Simone Reyes, former Def Jam receptionist:
“I remember being at Chung King Studios, which is where all the magic happened in Chinatown with [engineer] Steve Ett and Rick [Rubin] and Russell [Simmons] and the Beastie Boys and all of our friends. And I remember just being like curled up on the couch one night — waiting for Adam [Yauch] I’m sure — and Rick sort of pounding in the door and saying, ‘We need a female voice on the chorus of “No Sleep Till Brooklyn”‘ and being like, ‘OK.’ And me and Lisa Kirk, who was Rick Rubin’s girlfriend at the time, going in there and just screaming. And you can hear like my voice so loud in that song, just screaming the ‘NO SLEEP TILL!'”

‘We’re Gonna Shoot This Video And Then We Can Party’
Dubin:
“The video for ‘No Sleep Till Brooklyn’ came about from everybody just throwing their ideas in a hat. We had one starting point, which was make it funny, and with heavy metal. At that time there was actually — and this is 1986, 1987 — there was actually kind of a backlash against a band playing using turntables to play as opposed to using real instruments. So we decided to open the video with a joke about that.

Reyes:
“When it was time to do the video for ‘No Sleep Till Brooklyn,’ it was shot at a place called The World, which was a place we went to every single night on the Lower East Side. It was literally like a Sunday — I think it was — and we got a call from Adam Horovitz, like: ‘Come to The World, but come early. We’re gonna shoot this video and then we can party after that.’ So it was always just our friends, getting together, and supporting our friends and doing what we would normally be doing — except maybe a couple of hours earlier.

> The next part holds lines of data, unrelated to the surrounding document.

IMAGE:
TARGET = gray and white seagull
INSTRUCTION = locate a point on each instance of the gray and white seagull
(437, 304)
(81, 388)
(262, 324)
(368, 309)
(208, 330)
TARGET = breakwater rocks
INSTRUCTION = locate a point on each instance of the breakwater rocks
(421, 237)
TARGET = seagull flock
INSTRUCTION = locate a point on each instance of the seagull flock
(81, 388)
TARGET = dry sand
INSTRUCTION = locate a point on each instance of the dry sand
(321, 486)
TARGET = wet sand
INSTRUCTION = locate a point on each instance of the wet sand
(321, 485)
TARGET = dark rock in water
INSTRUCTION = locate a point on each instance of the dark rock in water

‘The Gag Was Going To Be A Real Chimp’
Giordano:
“Originally you know, the gag was going to be a real chimp. He was going to play the guitar solo. And there was a chimp named at the time Zip the Chimp and he was on David Letterman and we really loved him. But it was going to cost a fortune and we just — I couldn’t…. He was really short. If Kerry King came and bumped him he would probably just like kick him out of the [venue]. And then Adam Dubin, he said, ‘Well, if we can’t have him we’ll find like a monkey suit [or] gorilla suit.’ So he found it. [It was] like $175 or something.

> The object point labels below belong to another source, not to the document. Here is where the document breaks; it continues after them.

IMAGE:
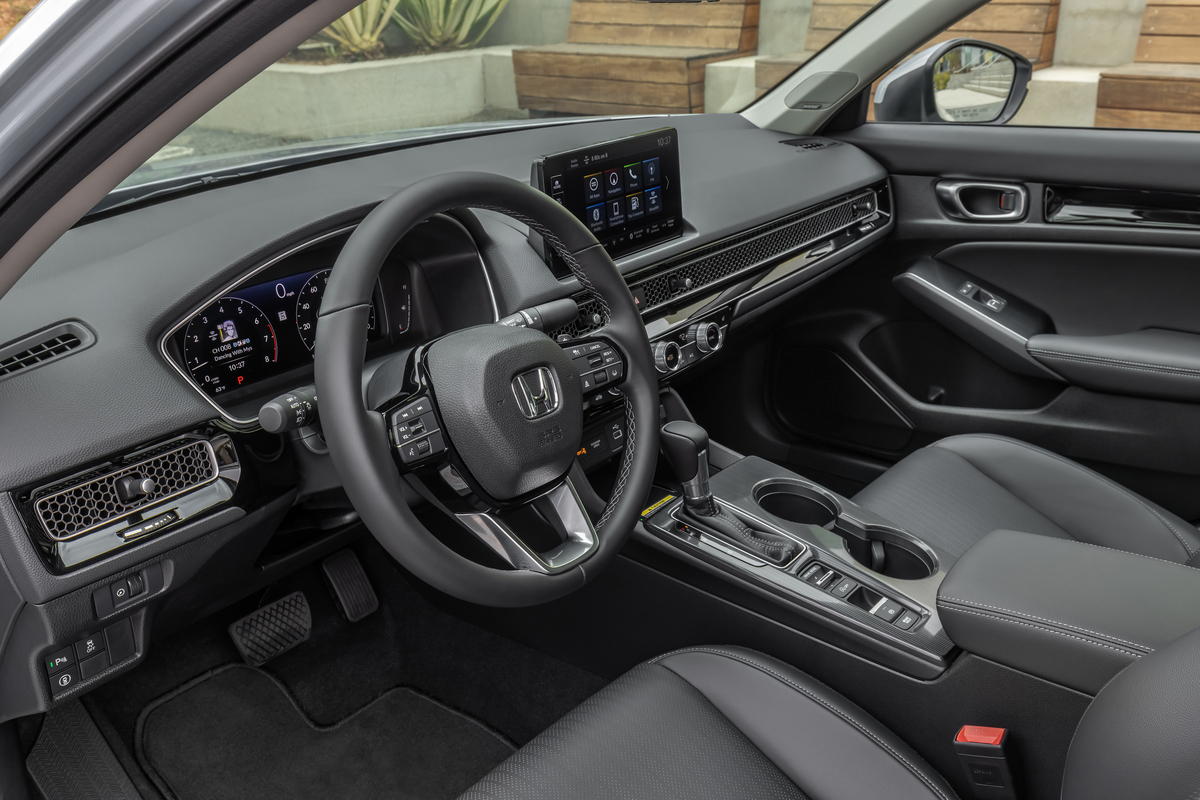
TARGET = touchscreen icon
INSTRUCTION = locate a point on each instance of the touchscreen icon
(612, 182)
(653, 199)
(594, 217)
(635, 206)
(616, 211)
(634, 176)
(652, 174)
(593, 187)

‘This Song Is The Perfect Choice’
Simmons:
This song — if you think of all of their work — this song really does represent the sound that they brought into the mainstream. This is the hip-hop that they created. And so this song is a perfect choice [for the 2013 Video Music Awards].

The 2013 VMAs kick off at 9 p.m. ET/PT on Sunday, August 25 from the Barclays Center.